NYCTL 1998-2 Trust v. Avila

815 N.Y.S.2d 725 | N.Y. App. Div. | 2006

*966In an action to foreclose tax liens, the defendant Zoila Lucinda Avila appeals from an order of the Supreme Court, Kings County (Steinhardt, J.), dated January 10, 2005, which, inter alia, denied those branches of her motion which were (1) to restore a temporary restraining order contained in an order of the same court dated November 26, 2002, prohibiting the foreclosure and sale of certain real property pending the hearing of her motion for a prehminary injunction prohibiting the foreclosure and sale pendente lite, (2) to restore to the motion calendar her motion for a preliminary injunction prohibiting the foreclosure and sale, (3) pursuant to CPLR 5015 (a) (4) to vacate a judgment of foreclosure and sale of the same court entered July 15, 2002, upon her default in appearing or answering, and (4) to nullify a referee’s deed to the real property dated March 1, 2004, issued to nonparty, RSL Holdings, LLC.

Ordered that the order is affirmed, with one bill of costs to the respondents appearing separately and filing separate briefs.

The Supreme Court providently exercised its discretion in denying that branch of the motion of the defendant Zoila Lucinda Avila (hereinafter the appellant) which was, in effect, to vacate her default in answering the complaint, and to set aside the foreclosure sale that followed therefrom.
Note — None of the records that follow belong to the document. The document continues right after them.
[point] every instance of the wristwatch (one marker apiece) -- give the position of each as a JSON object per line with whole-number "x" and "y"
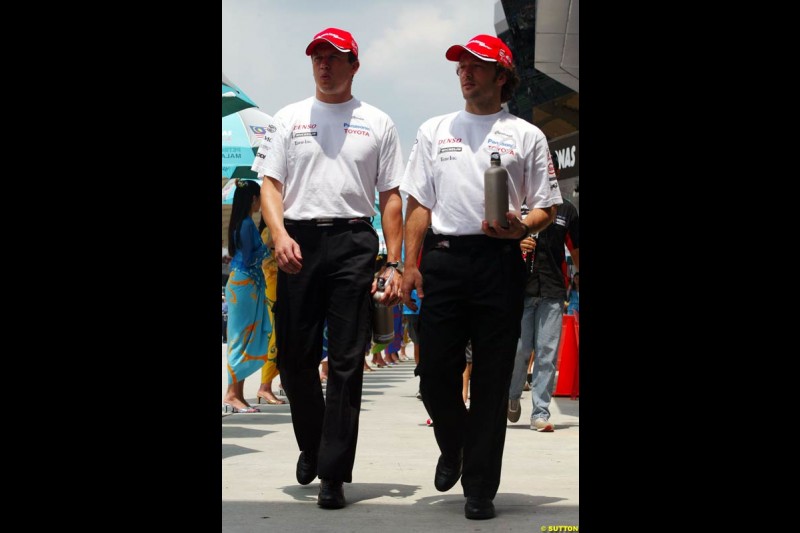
{"x": 395, "y": 265}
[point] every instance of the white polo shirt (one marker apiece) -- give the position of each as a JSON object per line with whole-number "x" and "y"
{"x": 330, "y": 158}
{"x": 451, "y": 153}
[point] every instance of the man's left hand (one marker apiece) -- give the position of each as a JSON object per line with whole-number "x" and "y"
{"x": 516, "y": 230}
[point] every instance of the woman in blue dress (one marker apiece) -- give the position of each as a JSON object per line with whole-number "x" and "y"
{"x": 249, "y": 326}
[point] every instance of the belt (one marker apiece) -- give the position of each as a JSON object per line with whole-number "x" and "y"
{"x": 322, "y": 222}
{"x": 461, "y": 242}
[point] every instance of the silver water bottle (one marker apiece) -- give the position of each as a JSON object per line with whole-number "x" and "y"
{"x": 382, "y": 317}
{"x": 495, "y": 192}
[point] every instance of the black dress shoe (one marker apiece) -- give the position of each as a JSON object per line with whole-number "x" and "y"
{"x": 306, "y": 468}
{"x": 331, "y": 495}
{"x": 448, "y": 470}
{"x": 478, "y": 508}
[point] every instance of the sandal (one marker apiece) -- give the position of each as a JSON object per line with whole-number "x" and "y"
{"x": 269, "y": 401}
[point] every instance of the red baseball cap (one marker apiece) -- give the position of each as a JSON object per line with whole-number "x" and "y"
{"x": 485, "y": 47}
{"x": 340, "y": 39}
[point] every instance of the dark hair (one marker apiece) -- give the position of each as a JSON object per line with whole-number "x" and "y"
{"x": 242, "y": 200}
{"x": 512, "y": 81}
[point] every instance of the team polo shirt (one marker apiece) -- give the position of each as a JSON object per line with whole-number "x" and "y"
{"x": 330, "y": 158}
{"x": 451, "y": 153}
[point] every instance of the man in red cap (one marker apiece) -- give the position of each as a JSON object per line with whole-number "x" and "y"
{"x": 324, "y": 158}
{"x": 471, "y": 277}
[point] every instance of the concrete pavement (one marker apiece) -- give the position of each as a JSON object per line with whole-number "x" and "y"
{"x": 392, "y": 489}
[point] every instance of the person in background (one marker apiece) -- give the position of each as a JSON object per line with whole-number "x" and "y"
{"x": 270, "y": 369}
{"x": 573, "y": 296}
{"x": 471, "y": 277}
{"x": 545, "y": 292}
{"x": 249, "y": 325}
{"x": 323, "y": 160}
{"x": 224, "y": 320}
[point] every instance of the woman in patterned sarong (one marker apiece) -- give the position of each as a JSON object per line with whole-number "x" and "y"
{"x": 249, "y": 325}
{"x": 270, "y": 369}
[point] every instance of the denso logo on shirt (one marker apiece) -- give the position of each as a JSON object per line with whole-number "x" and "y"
{"x": 298, "y": 130}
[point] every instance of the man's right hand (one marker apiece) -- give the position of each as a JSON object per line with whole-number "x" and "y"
{"x": 527, "y": 244}
{"x": 412, "y": 279}
{"x": 287, "y": 255}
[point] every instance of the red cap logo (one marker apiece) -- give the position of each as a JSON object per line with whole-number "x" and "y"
{"x": 340, "y": 39}
{"x": 485, "y": 47}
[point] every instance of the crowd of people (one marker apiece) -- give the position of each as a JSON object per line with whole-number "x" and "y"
{"x": 301, "y": 288}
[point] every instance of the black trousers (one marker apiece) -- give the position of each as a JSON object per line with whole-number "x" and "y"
{"x": 334, "y": 284}
{"x": 473, "y": 290}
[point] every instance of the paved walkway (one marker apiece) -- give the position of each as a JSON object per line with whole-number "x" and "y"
{"x": 392, "y": 489}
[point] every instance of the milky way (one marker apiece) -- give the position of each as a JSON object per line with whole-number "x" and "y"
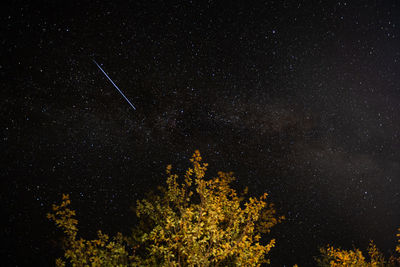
{"x": 300, "y": 100}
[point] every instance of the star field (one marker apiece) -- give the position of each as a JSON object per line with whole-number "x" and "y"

Since the appellant had neither a justifiable excuse for her default nor a meritorious defense to the action, her motion to vacate the default was properly denied (see Bank of New York v Lagakos, 27 AD3d 678 [2006]).

Notice of the adjourned foreclosure sale date was properly published (see RPAPL 231 [3]; Frank Buttermark Plumbing & Heating Corp. v Sagarese, 119 AD2d 540 [1986]; Guardian Fed. Sav. & Loan Assn. v Horse-Hawk Holding Corp., 72 AD2d 737 [1979]), and any alleged deficiency in notice to the appellant’s attorney is immaterial in any event since the appellant appeared at the sale (see Arch Assets v AL & LP Realty Co., 227 AD2d 295 [1996]) and has failed to demonstrate any prejudice to a substantial right as a result of the alleged deficiency in notice (see Amresco New England II v Denino, 283 AD2d 599, 599-600 [2001]; Long Is. Sav. Bank of Centereach v Jean Valiquette, M.D., P.C., 183 AD2d 877 [1992]).

*967The appellant’s remaining contentions are without merit. Schmidt, J.P., Krausman, Spolzino and Fisher, JJ., concur.